July/August 2017Vol. 18, No. 5Reviewing 15 Years of Father Involvement Initiatives
Since 2001, the National Family Preservation Network (NFPN) has worked to incorporate father involvement into every aspect of child welfare policies, programs, and practice. NFPN's report, Integrating and Sustaining Father Involvement, reviews research and findings on father involvement from the past 15 years, from practitioner studies focused on the importance of staff training to government-funded initiatives, such as Parents and Children Together.
The report also highlights programs such as Supporting Fatherhood Involvement, which is an implementation model that provides father-friendly assessments of agency policies as well as training on how to integrate fathers into agency programs and case planning.
To close the report, NFPN provides a comprehensive list of recommendations to make father involvement a concerted nationwide effort, including the following:
- Develop a collaborative approach.
- Explore ways to include father involvement in current nationwide initiatives, especially those involving cross-systems.
- Advocate to include funding for father involvement in new funding sources.
- Develop new tools, resources, and training on father involvement that incorporate the female perspective.
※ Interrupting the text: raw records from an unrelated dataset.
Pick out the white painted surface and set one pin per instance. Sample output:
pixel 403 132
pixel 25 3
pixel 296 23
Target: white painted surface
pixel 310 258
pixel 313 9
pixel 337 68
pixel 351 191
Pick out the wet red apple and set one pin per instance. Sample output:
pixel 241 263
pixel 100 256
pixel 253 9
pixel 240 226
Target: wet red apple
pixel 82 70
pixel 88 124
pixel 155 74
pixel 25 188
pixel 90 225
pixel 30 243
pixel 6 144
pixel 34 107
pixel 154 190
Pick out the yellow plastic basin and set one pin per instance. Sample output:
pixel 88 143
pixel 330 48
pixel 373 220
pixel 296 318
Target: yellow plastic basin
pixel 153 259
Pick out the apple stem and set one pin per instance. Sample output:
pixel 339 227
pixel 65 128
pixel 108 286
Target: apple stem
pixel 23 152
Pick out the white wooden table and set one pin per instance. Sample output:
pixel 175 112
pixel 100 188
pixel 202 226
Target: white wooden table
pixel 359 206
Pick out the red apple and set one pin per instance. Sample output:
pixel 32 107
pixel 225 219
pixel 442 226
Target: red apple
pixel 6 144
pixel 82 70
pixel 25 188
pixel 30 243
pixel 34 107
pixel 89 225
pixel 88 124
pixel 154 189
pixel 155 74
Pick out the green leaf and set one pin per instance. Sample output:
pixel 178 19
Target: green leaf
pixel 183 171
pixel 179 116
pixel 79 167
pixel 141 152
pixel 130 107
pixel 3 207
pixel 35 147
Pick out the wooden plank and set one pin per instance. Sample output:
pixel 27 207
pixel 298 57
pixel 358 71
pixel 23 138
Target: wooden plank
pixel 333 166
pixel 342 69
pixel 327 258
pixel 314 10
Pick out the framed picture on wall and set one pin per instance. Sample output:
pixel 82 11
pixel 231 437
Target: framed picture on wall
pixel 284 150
- Develop culturally competent practice guidelines for father involvement.
- Develop models for best practice that are scalable and sustainable.
- Focus on research outcomes, such as child well-being.
- Develop explicit standards on father involvement for college and university degrees in social work and related programs, agency accreditation, licensure for practitioners, performance reviews, case practice models, child placement, government-funded contracts, and the Child and Family Services Reviews.